How a song brought a guitar
January 8 2015 was a great day for Lillebjørn. Two days before he had arrived in Canada. A long night flight from his home town Oslo, Norway. Second day he saw his Laskin guitar for the first time in luthier William Grit Laskin’s wood smelling workshop in Toronto, Canada. Third day Lillebjørn played the instrument at his gig in the fameous Toronto venue Hugh’s Room.
About the Lillebjørn GOD NATT OSLO guitar:
Not knowing anything about the LUTHIER Laskin, Lillebjørn was in a recording session singing a song from his good friend, Pete Seeger’s repertoire. The Photographers. A bowdy parody a cappela ‘folk’ song. Very close to British isles. Set in a traditional style. Lillebjørn couraguesly translated, putting it in his native tongue. This time in Nynorsk, the Norwegian language closest to our inherited old ballads.
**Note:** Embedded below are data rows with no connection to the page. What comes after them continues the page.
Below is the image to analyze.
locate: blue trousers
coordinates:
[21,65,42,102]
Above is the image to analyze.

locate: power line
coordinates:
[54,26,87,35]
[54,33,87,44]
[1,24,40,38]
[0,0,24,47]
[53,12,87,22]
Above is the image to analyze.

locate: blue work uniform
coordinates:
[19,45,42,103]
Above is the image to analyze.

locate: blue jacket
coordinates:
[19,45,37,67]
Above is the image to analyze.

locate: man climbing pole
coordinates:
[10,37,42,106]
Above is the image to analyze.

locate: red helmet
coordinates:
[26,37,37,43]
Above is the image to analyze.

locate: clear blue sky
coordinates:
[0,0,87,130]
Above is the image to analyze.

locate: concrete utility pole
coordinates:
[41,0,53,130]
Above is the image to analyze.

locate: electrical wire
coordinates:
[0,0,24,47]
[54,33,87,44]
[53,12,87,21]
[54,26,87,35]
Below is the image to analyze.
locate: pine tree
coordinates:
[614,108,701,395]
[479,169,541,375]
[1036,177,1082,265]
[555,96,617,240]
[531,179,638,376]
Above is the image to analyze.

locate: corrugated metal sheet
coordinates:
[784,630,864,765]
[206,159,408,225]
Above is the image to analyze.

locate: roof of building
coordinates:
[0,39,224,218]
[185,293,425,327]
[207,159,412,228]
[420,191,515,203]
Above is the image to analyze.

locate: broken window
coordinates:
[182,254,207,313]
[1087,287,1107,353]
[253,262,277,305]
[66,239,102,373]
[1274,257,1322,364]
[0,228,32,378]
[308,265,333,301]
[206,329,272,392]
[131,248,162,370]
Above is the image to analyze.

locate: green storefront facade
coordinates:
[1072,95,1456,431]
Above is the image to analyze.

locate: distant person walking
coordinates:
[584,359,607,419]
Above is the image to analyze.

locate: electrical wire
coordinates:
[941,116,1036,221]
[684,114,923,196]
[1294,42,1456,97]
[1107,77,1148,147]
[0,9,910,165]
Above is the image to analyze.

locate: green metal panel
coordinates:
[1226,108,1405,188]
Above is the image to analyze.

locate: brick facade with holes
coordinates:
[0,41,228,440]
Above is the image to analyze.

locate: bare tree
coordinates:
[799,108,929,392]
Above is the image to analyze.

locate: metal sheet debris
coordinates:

Strangely the song lost little in translation! The Photographers became Vidvinkel Stev. The record company had to ask for permission. And Lillebjørn found the guitar maker..
Lillebjørn contacted Laskin asking if he could make him a ukulele?
‘No way! To small a canvas.
Master Laskin said: ‘OK. I like your music. Usually my waiting list is 6-8 years, but since I have put myself in the line, I’ll give you my number in the queue.’
Laskin asked Lillebjørn about doing his inlays. Lillebjørn: ‘Our Hardanger fiddles have mother-of-pearl and lots?’